5. Redemption. The holders of outstanding shares of Preferred Stock shall not be entitled to any redemption rights and the Preferred Stock may not be redeemed by the Corporation at any time.
6. Voting. Each holder of Preferred Stock shall be entitled to the whole number of votes equal to the number of shares of Common Stock into which such holder’s shares of Preferred Stock would be convertible on the record date for the relevant vote or consent of stockholders, and on such as-converted basis shall have voting rights and powers equal to the voting rights and powers of the Common Stock. Each holder of Preferred Stock shall be entitled to receive the same notice of any stockholders’ meeting, as well as the same notice of any stockholder action to be taken by legally available means in lieu of a meeting, as is provided to the holders of Common Stock in accordance with the bylaws of the Company. The holders of Preferred Stock shall vote, on an as-converted basis as described above, as a class with the holders of Common Stock as if all such holders of Preferred Stock and Common Stock were a single class of securities, upon any matter submitted to a vote of stockholders, except those matters required by law or by the terms hereof to be submitted to a class vote of the holders of Preferred Stock, in which case the holders of Preferred Stock only shall vote as a separate class.

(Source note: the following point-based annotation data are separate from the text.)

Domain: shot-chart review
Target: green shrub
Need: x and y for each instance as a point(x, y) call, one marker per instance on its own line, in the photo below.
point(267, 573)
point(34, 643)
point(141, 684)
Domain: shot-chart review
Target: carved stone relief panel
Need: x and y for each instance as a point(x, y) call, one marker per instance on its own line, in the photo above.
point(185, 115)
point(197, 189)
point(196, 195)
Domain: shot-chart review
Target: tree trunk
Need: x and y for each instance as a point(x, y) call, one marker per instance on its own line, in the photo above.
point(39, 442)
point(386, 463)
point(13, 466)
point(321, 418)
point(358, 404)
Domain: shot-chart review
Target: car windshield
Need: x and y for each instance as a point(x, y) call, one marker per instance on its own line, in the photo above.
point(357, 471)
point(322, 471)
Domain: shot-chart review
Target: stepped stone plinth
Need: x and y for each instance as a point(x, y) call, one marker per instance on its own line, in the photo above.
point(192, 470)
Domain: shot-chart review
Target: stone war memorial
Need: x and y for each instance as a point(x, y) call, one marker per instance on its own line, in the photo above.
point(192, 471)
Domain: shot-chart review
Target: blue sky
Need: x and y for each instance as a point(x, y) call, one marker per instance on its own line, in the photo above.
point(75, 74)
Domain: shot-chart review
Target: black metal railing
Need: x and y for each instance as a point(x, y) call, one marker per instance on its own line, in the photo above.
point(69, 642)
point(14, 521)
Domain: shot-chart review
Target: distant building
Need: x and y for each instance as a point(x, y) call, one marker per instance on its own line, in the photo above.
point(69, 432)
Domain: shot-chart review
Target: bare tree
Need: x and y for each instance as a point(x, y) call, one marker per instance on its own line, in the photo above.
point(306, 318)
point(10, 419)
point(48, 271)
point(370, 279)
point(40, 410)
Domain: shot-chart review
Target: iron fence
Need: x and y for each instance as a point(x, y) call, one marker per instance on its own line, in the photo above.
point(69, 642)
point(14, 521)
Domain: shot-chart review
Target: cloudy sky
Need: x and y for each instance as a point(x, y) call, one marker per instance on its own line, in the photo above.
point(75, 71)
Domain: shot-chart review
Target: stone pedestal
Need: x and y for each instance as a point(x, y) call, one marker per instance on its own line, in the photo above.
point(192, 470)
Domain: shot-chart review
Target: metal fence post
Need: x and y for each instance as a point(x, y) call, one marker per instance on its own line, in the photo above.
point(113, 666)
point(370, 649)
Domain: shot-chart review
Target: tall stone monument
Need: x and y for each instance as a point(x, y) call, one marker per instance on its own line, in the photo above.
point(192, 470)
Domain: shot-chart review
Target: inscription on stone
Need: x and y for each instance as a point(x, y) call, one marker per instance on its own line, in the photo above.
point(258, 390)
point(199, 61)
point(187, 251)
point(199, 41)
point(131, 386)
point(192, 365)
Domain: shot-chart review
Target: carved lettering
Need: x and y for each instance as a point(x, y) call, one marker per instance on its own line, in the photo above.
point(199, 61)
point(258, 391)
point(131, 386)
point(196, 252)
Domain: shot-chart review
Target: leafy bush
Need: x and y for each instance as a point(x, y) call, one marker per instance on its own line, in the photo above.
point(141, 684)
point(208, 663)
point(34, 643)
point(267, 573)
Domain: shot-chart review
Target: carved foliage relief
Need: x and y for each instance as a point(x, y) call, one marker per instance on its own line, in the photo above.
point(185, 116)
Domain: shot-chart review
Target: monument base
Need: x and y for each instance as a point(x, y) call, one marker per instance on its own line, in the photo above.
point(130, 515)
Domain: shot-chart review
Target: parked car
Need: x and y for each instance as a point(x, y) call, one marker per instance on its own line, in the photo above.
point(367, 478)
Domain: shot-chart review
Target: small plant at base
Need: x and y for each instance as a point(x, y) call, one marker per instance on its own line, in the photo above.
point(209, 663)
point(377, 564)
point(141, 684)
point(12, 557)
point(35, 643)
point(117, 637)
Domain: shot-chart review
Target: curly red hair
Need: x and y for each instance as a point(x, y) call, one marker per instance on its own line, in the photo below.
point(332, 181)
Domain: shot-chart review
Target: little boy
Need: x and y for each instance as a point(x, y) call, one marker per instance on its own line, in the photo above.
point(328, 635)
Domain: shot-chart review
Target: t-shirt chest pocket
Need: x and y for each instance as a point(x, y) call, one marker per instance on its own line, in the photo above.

7. Reissuance of Preferred Stock. In the event that any shares of Preferred Stock shall be converted pursuant to Section 4 or otherwise repurchased or redeemed by the Corporation, the shares so converted, repurchased or redeemed shall be cancelled and shall not be issuable by this Corporation.
8. Notices. Any notice required by the provisions of this Certificate of Designation to be given to the holders of Preferred Stock shall be deemed given by facsimile or if deposited in the United States mail, postage prepaid, and addressed to each holder of record at such holder’s address appearing on the books of the Corporation.